The World Economic Impact Reports has recently released its findings in an in-depth and timely report looking into just that.
The Caribbean is the region most adversely impact from a tourism meltdown since tourism accounts for a significant 13.9% of its GDP or $59 Bn in 2019
Southeast Asia is the second region adversely impact from a tourism meltdown with tourism accounting for 12.1% or $380 Bn last year.
Oceania comes third with tourism accounting for 11.7% of its GDP or $197 Bn last year.
Darren Winters points out, Europe generates the second-largest US dollar revenue from tourism and is more heavily reliant than Africa and South America on tourism, so a tourism meltdown threatens 9.1% of its GDP valued at $2 T. The US, the world’s largest economy generates the greatest revenue from tourism at $2.1 T, with the sector adding 8.8% to its GDP in 2019.
So what are the countries most impacted by a tourism meltdown?
44 countries in the world rely on the travel and tourism industry for more than 15% of their total share of employment.
Predictably, many of the countries suffering the most economic fallout from a tourism meltdown are island nations. The more robust the economy the less likely it is that the country relies on tourism.
For example, in New Zealand 479,000 jobs are generated by the travel and tourism industry, while in Cambodia tourism contributes to 2.4 million jobs.
Tourist-centric countries remain the hardest hit from travel bans and a tourism meltdown
As already noted above, the tourism industry accounts for $2 T of Europe’s GDP in 2019.
The tourism meltdown could have an impact on the peripheral sovereign debts
Greece (which is completely left out from the visual capitalist list) should be top of the list with 18% of its GDP derived from tourism in 2019.
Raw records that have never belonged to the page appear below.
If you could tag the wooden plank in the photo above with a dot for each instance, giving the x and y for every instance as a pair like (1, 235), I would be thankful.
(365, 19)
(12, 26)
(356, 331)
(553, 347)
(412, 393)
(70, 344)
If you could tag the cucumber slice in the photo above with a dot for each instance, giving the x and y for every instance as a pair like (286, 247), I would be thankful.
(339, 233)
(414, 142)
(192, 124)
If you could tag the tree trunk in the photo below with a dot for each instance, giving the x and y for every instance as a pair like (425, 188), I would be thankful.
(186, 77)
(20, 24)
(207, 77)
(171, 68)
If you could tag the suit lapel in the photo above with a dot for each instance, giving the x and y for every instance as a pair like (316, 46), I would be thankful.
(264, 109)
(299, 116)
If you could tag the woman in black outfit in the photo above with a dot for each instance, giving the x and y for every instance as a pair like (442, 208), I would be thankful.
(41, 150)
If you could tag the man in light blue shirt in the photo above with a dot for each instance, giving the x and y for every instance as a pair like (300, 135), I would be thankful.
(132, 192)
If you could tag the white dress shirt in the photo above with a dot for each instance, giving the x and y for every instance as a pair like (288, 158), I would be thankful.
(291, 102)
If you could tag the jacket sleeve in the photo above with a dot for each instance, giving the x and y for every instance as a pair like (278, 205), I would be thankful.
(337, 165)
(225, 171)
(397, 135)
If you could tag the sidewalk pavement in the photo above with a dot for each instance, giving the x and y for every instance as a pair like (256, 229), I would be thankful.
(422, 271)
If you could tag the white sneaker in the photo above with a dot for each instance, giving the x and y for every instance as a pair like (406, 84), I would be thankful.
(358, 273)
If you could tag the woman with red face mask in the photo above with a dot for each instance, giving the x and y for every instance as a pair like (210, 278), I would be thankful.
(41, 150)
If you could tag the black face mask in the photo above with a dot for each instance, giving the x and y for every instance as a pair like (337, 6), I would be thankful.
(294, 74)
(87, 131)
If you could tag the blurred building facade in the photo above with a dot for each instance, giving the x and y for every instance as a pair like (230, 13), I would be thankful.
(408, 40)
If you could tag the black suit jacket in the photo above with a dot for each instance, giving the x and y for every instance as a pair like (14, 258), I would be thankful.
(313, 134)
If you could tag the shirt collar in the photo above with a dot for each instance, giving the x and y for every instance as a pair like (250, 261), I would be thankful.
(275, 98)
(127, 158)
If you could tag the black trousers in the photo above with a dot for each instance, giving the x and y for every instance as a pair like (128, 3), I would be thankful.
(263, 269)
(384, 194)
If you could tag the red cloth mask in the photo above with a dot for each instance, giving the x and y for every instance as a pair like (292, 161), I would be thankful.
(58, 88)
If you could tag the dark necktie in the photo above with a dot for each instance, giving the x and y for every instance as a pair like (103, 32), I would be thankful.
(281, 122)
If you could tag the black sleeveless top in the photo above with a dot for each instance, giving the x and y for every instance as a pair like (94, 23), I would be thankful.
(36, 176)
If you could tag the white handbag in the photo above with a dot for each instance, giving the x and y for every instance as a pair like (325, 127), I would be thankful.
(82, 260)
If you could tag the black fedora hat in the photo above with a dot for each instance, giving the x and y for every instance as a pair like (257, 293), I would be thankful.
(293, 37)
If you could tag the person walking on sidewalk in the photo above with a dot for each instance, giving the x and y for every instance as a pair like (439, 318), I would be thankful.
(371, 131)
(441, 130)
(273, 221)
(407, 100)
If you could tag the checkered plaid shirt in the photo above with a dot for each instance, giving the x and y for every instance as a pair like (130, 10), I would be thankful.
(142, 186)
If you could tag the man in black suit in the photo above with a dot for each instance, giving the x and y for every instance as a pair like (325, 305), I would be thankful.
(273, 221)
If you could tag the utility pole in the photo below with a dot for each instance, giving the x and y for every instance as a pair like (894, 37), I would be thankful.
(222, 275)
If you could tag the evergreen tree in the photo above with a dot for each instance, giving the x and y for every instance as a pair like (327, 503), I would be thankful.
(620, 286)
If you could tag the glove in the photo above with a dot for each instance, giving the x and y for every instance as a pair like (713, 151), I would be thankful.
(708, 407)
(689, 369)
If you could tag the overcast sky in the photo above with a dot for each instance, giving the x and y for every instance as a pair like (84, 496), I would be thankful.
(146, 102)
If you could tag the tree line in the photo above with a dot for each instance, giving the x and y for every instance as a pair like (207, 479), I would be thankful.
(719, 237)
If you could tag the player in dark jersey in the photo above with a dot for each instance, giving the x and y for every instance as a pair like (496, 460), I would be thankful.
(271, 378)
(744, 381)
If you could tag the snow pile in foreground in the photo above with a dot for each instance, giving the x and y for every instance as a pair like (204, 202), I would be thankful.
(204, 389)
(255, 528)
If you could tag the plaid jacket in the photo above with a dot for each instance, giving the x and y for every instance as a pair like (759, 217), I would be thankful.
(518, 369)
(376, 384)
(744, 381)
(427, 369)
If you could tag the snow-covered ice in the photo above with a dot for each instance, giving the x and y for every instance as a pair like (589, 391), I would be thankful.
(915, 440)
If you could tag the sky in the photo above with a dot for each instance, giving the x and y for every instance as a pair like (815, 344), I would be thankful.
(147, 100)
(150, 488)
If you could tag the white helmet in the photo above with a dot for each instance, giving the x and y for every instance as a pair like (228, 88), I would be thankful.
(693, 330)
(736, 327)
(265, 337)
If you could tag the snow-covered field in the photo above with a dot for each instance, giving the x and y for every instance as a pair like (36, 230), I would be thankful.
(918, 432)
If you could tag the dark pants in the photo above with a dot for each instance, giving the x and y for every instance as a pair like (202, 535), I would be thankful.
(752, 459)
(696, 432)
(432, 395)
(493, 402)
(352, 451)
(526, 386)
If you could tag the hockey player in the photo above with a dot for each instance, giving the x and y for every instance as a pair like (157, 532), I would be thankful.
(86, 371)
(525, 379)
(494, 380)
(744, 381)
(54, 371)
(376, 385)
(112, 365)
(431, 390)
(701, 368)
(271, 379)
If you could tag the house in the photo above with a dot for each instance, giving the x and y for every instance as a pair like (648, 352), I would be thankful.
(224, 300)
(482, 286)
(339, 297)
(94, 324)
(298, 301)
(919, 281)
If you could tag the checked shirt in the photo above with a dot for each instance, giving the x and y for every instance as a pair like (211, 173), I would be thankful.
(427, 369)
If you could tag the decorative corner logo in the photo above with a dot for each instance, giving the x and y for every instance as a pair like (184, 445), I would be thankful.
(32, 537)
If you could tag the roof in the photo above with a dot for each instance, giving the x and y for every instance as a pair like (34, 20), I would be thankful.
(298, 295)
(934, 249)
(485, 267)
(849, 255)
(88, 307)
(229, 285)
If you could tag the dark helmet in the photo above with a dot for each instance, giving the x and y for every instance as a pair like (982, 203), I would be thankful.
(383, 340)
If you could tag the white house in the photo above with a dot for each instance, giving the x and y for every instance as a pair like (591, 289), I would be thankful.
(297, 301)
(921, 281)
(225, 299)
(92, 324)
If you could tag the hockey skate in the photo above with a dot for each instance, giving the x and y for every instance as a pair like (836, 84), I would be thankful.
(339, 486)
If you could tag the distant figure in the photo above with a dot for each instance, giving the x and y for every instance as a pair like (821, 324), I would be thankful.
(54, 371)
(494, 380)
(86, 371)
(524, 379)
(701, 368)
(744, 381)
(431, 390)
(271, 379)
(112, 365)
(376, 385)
Spain is the second-highest-ranking country with a tourist-centric economy accounting for 14.3% of its GDP in 2019.
If lockdowns remain in place until September, the Spanish economy is projected to lose $68 billion (€62 billion) in revenues.
Then comes Italy with 13% of its GDP derived from tourism, then Turkey with 11.3% of its GDP based on tourism.
Mexico is another tourist-centric economy accounting for 15.5% of the country’s GDP in 2019.
So in short, a tourist meltdown could be underway with a wide-reaching impact.
From aircraft manufacturers to autos, hotels, car hire companies, restaurant suppliers, and finance companies, sovereign investors could all be adversely impacted by a tourist meltdown.